Светлый фон

– Полуправда сойдет? – хмыкает Франк.

– Говорят, она хуже лжи, – отвечаю ему в тон, с ухмылкой.

Франк закидывает голову и снова смотрит в потолок, словно бы к нему обращается:

– Кто говорит? Идиоты говорят.

– Тогда вопрос: что вы могли бы вспомнить об отце положительного? Именно об отце, а не о гауляйтере Польши?

– Я уже вспомнил всё хорошее.

– Да? И что же?

– Ну, что он достойно принял смерть, хоть в этом краснеть за него не пришлось.

– А еще что? Ну, может, какое письмо вам из тюрьмы нежное прислал…

Франк задумывается – его лицо расползается в ядовитой улыбке:

– Да, было кое-что, что он прислал мне из тюрьмы. Лично мне. Свой молитвенник в память о нем.

Я улыбаюсь: ну наконец-то, хоть что-то человеческое было в этом чудовище по имени Ганс Франк.

Никлас продолжает:

– Он даже бережно подписал его для меня. А теперь маленькое отступление. Дело в том, что имя Ники в семье писали всегда из четырех букв: Н И К И. А в молитвеннике мое имя было написано через два К. И меня это ужасно разозлило. Сегодня, конечно, можно сказать, что это было по-детски с моей стороны. Но дети в таких вещах очень пунктуальны. Для меня за этими буквами стояло: да какая разница, как я его там назову. Ну как, трогательная история?

 

– Я забыл забрать зонт в тюрьме, на выходе, когда раскладывал по карманам вещи. – Франк сидит на скамейке возле Дворца правосудия. Мы только что сходили в главное здание и отобедали в местной столовой.

– Плохая примета – забывать свои вещи в тюрьме, – подает голос оператор, – значит, придется туда вернуться.

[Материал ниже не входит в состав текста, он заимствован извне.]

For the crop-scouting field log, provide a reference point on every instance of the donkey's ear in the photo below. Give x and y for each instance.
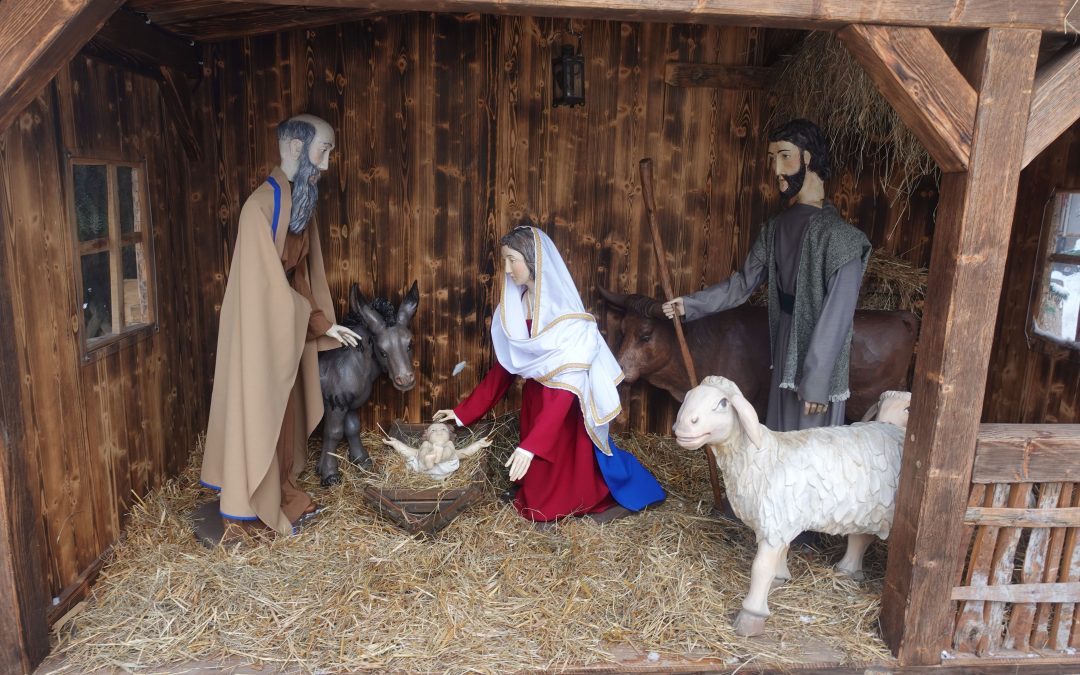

– Зонт был гостиничный, так что если примета работает, их накроет налоговая. Нам же бояться нечего, – отвечаю ему несколько раздраженно.

Франк молча закуривает сигарету.

Молитвенник. Эта история и другие, ей подобные, не озвученные Франком, но в наличии которых я уже теперь и не сомневаюсь, и заставляют Никласа так люто ненавидеть своего отца. Потому что такая ярая ненависть, как правило, взрастает на самых простых вещах, например, на критической массе обид. Эта ненависть проистекает из личного эгоизма, а не исключительно от страданий из-за безвинно погибших шести миллионов несчастных.